Fine people on both sides, and me.
Jody Korbach

OPENING:
Saturday 14 October 2023
7 — 11 PM

OPEN:
15 October — 3 December 2023

 

Opening: October 14, 2023, 7 p.m.

Duration: October 15 – December 3, 2023

Greetings: Dr. Werner Dohmen (Cairman of the board NAK)
Introduction: Maurice Funken (Director NAK)

NAK Neuer Aachener Kunstverein is pleased to present Fine people on both sides, and me. the first institutional solo exhibition by the artist Jody Korbach.

Lars Eidinger just wanted to understand the world for a moment. The hatred that he experienced brought tears to his eyes, and so he anxiously nibbled at the unpainted nail of his index finger in front of the assembled film press until appreciative clapping relieved him of his abject dismay at the general circumstance. A timid smile by the stage star. Followed later by the gloating of the others.

The man, who just a few weeks earlier had posed with an Aldi-inspired luxury handbag in front of a camp of sleeping homeless people, had thus come to recognise his own inadequacy. But anyone who, from their ivory tower, feels the pain of those worse-off than them, has to position themselves on the right side of history without encouragement.

Jody Korbach captured the scene in a watercolor – emblematic of all those moments in which people take a stand, in which they bring the synthesis of their self-reflection, still unpolished, to the outside world, and which are used as key moments for evaluating past and future actions. Sure, it was a stupid appearance by Eidinger, but is empathy to be denied in advance, even if he still has to provide proof of solidarity? Would Korbach have done better? Does she do it better?

With her exhibition Fine people on both sides, and me. at NAK Neuer Aachener Kunstverein, Korbach probes the implications of her own position on the political spectrum. She has always been left-wing, but not so left-wing that she would have stuffed a potato into the muffler of some fancy car during her youth. Now she’d like to punch someone in the face. Or thinks she should punch someone in the face. Or thinks she should want to punch someone in the face. Although actually she would like to have some peace and quiet.

“I imagine it would be satisfying to put someone in hospital…” In any case, the fantasy is already fixed for Korbach. Maybe it’s a matter of prophylactically hurting the political Right before they continue to harm those they don’t want to acknowledge as human beings.

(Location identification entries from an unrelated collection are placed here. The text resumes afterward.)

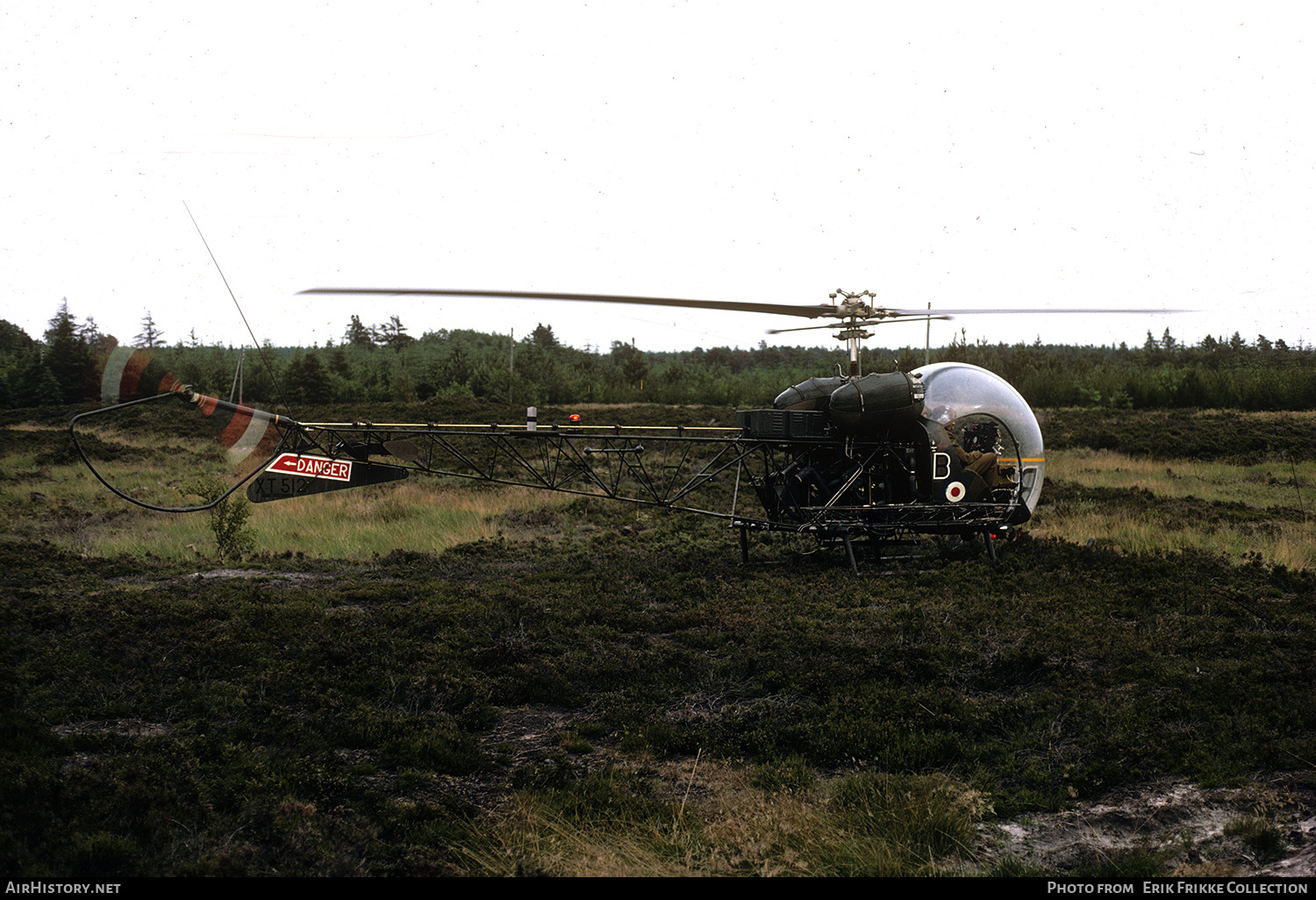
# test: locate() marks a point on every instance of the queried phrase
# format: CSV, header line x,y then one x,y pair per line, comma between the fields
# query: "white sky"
x,y
962,154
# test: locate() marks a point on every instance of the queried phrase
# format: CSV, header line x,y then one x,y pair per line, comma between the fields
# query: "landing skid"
x,y
871,549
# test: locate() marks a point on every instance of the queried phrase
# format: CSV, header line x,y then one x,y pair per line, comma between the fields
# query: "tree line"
x,y
384,363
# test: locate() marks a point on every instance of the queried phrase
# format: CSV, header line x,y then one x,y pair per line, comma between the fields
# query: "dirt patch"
x,y
1194,831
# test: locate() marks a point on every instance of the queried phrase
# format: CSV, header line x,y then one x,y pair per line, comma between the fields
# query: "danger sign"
x,y
291,463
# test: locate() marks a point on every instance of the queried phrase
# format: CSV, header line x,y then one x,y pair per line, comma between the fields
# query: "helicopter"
x,y
947,450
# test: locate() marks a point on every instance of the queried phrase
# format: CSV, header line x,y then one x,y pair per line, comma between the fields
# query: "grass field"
x,y
526,683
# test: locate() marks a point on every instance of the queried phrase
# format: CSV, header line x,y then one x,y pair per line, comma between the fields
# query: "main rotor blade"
x,y
863,324
819,311
736,305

Maybe a few burning SUVs are the signal needed to mobilize a vocal majority for the class struggle. Maybe you have to have tried violence before you can categorically reject it.

Everyone who didn’t kick a Mercedes star off of a car in their youth, however, will have to give their minds a good going over in adulthood if they are going to try out some belated left-wing radicalization in the realm of things enforceable by law. #partywennhelmutkohlstirbt lol, gladly also mocking the accidental death of Austrian right-wing populists. But really? Right in his face? It’s possible that at some point you’ll be too old for so much radicalism.

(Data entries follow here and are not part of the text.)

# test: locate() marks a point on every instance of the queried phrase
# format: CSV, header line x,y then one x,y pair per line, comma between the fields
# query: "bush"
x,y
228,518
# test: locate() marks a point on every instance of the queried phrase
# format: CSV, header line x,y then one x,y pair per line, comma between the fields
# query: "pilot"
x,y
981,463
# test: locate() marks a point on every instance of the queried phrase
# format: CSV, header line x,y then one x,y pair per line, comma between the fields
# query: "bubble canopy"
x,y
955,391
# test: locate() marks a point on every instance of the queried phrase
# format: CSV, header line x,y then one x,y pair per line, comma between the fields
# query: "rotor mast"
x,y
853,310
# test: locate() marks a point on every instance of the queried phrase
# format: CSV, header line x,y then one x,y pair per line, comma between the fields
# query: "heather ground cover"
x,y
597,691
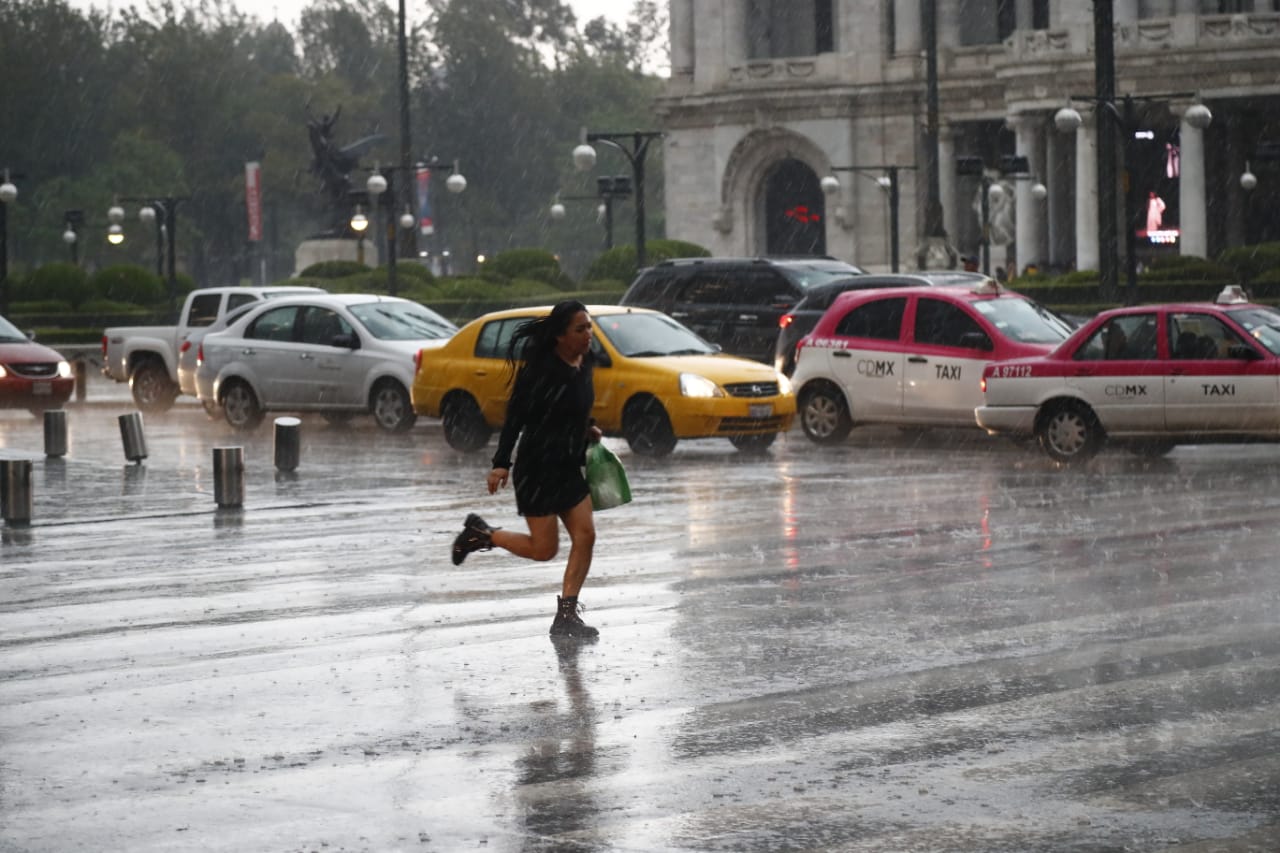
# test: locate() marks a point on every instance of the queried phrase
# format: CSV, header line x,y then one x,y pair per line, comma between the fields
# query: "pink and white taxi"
x,y
913,355
1147,377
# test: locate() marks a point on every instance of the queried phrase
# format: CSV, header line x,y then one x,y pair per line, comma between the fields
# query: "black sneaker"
x,y
476,536
568,623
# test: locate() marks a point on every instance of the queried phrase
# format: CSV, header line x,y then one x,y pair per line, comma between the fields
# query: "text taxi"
x,y
1148,377
913,355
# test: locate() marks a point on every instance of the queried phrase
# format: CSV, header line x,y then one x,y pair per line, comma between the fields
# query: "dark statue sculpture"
x,y
333,165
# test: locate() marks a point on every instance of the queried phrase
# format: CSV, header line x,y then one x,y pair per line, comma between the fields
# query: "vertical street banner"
x,y
254,199
425,223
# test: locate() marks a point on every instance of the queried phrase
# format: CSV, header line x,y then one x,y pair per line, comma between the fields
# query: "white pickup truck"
x,y
147,356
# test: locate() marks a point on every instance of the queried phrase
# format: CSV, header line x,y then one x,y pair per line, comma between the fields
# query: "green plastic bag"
x,y
607,478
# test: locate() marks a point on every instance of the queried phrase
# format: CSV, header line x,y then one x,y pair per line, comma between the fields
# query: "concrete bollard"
x,y
229,477
288,450
16,491
55,433
81,372
131,436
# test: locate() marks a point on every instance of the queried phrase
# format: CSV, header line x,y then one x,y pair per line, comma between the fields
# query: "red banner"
x,y
254,199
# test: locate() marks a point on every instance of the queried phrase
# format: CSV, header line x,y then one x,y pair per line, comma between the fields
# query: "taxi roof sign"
x,y
1232,295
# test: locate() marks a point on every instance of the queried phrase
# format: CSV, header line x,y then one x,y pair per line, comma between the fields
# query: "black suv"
x,y
800,320
732,301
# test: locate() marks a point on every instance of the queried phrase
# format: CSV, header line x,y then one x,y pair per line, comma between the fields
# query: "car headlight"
x,y
694,386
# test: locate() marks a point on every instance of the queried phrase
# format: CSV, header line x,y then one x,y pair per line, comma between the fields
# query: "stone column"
x,y
1057,205
906,28
1086,196
947,179
1193,219
1028,210
1023,13
682,37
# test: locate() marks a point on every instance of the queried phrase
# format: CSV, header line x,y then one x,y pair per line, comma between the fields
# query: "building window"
x,y
987,22
777,28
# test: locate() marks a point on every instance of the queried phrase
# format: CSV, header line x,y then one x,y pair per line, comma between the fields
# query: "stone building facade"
x,y
768,97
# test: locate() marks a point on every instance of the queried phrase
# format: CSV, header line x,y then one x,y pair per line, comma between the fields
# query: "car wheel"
x,y
1069,433
464,423
151,387
753,443
392,407
647,428
241,407
823,415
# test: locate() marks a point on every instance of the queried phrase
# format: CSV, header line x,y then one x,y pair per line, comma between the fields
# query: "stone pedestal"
x,y
321,249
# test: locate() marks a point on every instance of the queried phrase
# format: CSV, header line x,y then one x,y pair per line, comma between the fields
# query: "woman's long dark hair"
x,y
536,338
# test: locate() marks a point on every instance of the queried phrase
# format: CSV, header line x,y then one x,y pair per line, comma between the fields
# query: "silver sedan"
x,y
341,355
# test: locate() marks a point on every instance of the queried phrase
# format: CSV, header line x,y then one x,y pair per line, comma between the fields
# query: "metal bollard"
x,y
16,491
131,436
229,477
288,450
55,433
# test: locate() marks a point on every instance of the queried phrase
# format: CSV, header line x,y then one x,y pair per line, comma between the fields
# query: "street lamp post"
x,y
584,158
8,195
887,182
1123,118
164,211
74,220
382,186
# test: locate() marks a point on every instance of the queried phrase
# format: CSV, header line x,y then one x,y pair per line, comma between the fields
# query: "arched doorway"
x,y
794,210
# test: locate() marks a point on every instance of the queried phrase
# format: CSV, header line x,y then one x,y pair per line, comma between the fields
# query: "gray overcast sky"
x,y
288,10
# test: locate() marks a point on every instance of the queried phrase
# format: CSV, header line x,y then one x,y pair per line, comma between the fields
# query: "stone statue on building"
x,y
333,164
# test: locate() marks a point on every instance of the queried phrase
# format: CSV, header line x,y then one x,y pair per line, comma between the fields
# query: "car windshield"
x,y
818,273
402,322
1024,320
9,333
649,334
1262,323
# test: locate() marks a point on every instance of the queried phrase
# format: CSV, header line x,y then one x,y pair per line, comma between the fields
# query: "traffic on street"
x,y
909,641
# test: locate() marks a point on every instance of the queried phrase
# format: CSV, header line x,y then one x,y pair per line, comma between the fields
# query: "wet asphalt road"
x,y
912,642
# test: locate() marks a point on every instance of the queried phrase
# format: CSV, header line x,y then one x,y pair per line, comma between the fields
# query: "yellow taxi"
x,y
656,383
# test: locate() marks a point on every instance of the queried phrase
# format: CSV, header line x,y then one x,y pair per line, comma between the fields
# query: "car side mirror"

From the sidelines, Korbach approaches a political playing field where the law of the fist is supposed to replace debate. The radical left cheerleader is ready to pounce on her opponents – at least in theory. In practice, she is hindered by her suspicion that she will not be able to feel genuine threat even after taking a proper punch to the face. You can’t inscribe yourself in suffering. Angry beatings and tears of consternation are, in a way, related to each other as deficient means of expressing sincere sympathy.

At NAK Neuer Aachener Kunstverein, Korbach nuances aggression with a desire for healing. Pharmacy signs launch a longing for criticism and struggle – but please, without pain, for a world in which tolerance of ambiguity is not suspected of masking spinelessness, in which violence need not be a facet of attitude, and in which human dignity is not permanently being groped at, while everyone actually is standing with both feet on the ground of the free democratic basic order.

How can we finally get some tranquility? Is it still possible to start a conversation or must everything explode first? In her exhibition, Jody Korbach provides a few answers in between the lines. Which doesn’t mean that they have to be right.

- Anna Meinecke, journalist

Jody Korbach (*1991, Bielefeld) studied at Kunstakademie Düsseldorf with Tal R, Christopher Williams and Johannes Paul Raether. In 2017, she completed her studies as a master student of Christopher Williams. From the winter semester 2023/24, she will be professor of art and art education at Akademie der bildenden Künste Nürnberg. Korbach lives and works in Düsseldorf.